Wherein the first upflow adjustment time period is 2 min; the second up-flow adjustment period was 3 min.

The working principle of the technical scheme is as follows: by setting a specific time period and a specific air flow adjustment variation, stable adjustment of air flow reduction and increase is achieved.

The effect of the above technical scheme is as follows: through the adjusting mode and the time quantum setting mode of air flow, the matching degree of temperature and sampling air flow is effectively improved, the problems of gas detection precision and stability reduction caused by insufficient air heating due to unstable or overhigh air flow are effectively avoided, and the accuracy, the detection efficiency and the stability of the detection process of gas concentration detection are further improved.
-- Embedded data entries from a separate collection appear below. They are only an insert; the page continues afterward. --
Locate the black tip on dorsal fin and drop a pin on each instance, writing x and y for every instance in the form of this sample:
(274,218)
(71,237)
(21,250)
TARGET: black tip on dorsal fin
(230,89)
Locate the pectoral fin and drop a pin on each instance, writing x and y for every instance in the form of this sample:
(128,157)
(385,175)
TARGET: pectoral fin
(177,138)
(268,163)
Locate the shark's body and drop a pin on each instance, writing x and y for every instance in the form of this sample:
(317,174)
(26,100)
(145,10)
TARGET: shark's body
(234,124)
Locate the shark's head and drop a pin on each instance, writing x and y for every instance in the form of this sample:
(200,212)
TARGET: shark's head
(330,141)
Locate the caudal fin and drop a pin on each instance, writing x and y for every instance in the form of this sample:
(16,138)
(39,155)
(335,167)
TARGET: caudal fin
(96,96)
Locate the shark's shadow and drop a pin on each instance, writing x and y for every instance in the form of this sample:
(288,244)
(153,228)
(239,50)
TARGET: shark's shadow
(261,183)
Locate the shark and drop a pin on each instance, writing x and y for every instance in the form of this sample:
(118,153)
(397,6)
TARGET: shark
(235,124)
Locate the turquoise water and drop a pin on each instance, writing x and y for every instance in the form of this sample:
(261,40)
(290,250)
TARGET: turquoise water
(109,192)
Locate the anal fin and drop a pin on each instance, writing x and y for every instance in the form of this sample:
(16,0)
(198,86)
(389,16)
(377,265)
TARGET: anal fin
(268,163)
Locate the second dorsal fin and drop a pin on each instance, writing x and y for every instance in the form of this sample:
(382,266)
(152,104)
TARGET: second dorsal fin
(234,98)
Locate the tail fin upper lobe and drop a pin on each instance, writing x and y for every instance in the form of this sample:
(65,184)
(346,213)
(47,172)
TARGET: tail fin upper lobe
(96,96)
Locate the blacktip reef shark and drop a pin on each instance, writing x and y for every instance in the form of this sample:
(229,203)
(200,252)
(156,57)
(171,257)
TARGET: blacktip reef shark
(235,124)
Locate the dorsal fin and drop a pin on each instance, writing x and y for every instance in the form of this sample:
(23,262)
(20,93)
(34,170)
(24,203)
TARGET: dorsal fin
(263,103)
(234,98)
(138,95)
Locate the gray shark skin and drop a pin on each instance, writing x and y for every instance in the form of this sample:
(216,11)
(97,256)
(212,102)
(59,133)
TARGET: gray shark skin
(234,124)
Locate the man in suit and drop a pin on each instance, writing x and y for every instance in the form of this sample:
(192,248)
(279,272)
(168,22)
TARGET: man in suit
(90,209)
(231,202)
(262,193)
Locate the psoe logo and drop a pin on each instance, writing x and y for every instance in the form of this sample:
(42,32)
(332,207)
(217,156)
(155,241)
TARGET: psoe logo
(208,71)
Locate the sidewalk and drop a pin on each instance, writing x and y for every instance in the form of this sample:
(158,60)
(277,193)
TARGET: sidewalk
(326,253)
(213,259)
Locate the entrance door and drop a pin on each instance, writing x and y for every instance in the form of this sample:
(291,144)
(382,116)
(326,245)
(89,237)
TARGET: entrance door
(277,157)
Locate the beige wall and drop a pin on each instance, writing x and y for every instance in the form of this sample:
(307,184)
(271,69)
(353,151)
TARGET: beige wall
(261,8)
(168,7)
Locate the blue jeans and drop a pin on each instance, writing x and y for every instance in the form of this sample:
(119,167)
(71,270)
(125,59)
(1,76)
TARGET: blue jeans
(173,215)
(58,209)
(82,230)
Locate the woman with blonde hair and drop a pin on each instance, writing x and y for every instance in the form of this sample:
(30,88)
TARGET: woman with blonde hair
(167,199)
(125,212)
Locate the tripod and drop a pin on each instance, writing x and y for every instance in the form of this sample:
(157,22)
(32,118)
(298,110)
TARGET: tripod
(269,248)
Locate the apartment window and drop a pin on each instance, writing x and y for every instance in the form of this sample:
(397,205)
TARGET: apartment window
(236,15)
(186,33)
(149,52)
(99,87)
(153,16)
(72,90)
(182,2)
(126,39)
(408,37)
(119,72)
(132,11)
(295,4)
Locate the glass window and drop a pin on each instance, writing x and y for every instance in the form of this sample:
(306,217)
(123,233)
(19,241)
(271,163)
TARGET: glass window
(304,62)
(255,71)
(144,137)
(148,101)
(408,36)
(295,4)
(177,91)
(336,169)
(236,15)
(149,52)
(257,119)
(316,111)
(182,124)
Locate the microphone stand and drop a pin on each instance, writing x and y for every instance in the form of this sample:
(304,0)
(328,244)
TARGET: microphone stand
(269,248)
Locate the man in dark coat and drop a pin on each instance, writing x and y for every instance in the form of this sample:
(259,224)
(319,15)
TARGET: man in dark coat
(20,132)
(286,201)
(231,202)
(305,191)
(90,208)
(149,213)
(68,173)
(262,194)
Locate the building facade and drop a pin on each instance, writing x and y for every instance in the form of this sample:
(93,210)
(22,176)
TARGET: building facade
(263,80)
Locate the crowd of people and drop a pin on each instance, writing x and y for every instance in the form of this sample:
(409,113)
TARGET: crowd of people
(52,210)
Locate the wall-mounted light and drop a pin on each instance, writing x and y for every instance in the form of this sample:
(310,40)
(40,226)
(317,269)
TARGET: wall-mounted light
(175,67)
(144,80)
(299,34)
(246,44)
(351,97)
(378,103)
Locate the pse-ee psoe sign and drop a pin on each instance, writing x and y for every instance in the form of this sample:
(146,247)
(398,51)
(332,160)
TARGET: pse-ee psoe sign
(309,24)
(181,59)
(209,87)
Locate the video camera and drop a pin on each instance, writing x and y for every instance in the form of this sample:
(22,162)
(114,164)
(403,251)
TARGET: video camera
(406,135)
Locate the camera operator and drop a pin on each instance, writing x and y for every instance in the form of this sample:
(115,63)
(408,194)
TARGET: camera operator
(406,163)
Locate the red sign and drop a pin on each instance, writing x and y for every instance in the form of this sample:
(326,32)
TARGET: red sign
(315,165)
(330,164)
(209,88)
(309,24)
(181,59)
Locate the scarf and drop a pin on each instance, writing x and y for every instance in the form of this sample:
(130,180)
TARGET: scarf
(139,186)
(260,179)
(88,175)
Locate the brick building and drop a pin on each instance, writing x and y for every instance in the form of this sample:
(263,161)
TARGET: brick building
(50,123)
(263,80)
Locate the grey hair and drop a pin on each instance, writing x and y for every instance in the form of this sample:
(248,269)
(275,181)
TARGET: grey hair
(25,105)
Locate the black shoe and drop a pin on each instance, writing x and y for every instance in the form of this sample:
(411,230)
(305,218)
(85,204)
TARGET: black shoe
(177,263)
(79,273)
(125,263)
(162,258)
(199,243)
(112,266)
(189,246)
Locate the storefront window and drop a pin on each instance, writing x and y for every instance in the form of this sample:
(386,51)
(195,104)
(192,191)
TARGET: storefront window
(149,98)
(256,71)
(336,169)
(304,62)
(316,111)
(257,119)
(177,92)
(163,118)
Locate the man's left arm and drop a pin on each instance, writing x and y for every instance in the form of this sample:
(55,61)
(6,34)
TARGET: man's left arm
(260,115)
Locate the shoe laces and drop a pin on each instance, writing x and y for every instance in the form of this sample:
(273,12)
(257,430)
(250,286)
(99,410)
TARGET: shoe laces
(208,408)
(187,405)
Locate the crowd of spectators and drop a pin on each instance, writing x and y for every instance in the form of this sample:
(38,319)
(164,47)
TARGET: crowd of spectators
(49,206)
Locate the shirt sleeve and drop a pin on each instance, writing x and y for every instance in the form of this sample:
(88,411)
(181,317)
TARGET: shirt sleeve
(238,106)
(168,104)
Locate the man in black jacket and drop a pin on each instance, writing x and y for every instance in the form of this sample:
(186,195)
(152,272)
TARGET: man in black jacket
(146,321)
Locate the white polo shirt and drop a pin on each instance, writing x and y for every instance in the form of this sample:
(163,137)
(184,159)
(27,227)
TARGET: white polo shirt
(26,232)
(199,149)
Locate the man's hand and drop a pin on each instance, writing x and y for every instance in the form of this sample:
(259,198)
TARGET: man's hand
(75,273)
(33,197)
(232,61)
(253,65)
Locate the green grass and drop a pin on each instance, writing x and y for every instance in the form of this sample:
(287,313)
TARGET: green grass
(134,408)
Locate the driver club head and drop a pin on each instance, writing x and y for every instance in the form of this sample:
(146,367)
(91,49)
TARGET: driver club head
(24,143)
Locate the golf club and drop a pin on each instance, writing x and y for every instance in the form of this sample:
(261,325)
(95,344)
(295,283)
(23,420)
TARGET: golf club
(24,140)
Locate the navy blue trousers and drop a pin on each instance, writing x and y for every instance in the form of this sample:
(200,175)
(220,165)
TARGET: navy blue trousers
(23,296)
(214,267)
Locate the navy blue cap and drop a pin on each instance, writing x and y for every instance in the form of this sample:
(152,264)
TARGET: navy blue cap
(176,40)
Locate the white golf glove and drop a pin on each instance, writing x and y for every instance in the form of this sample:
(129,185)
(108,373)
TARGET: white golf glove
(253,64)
Meanwhile, the airflow is subjected to the airflow reducing adjustment according to the set specific first airflow reducing adjustment time period and the corresponding airflow variable quantity range, so that the stability of the stable adjustment of the airflow can be improved, the adjustment time of the airflow required when the airflow reaches the standard airflow is shortened, and the adjustment speed of the airflow is improved. The problem that the subsequent gas concentration detection accuracy is reduced due to insufficient gas heating caused by too high or too low air flow adjusting speed is solved.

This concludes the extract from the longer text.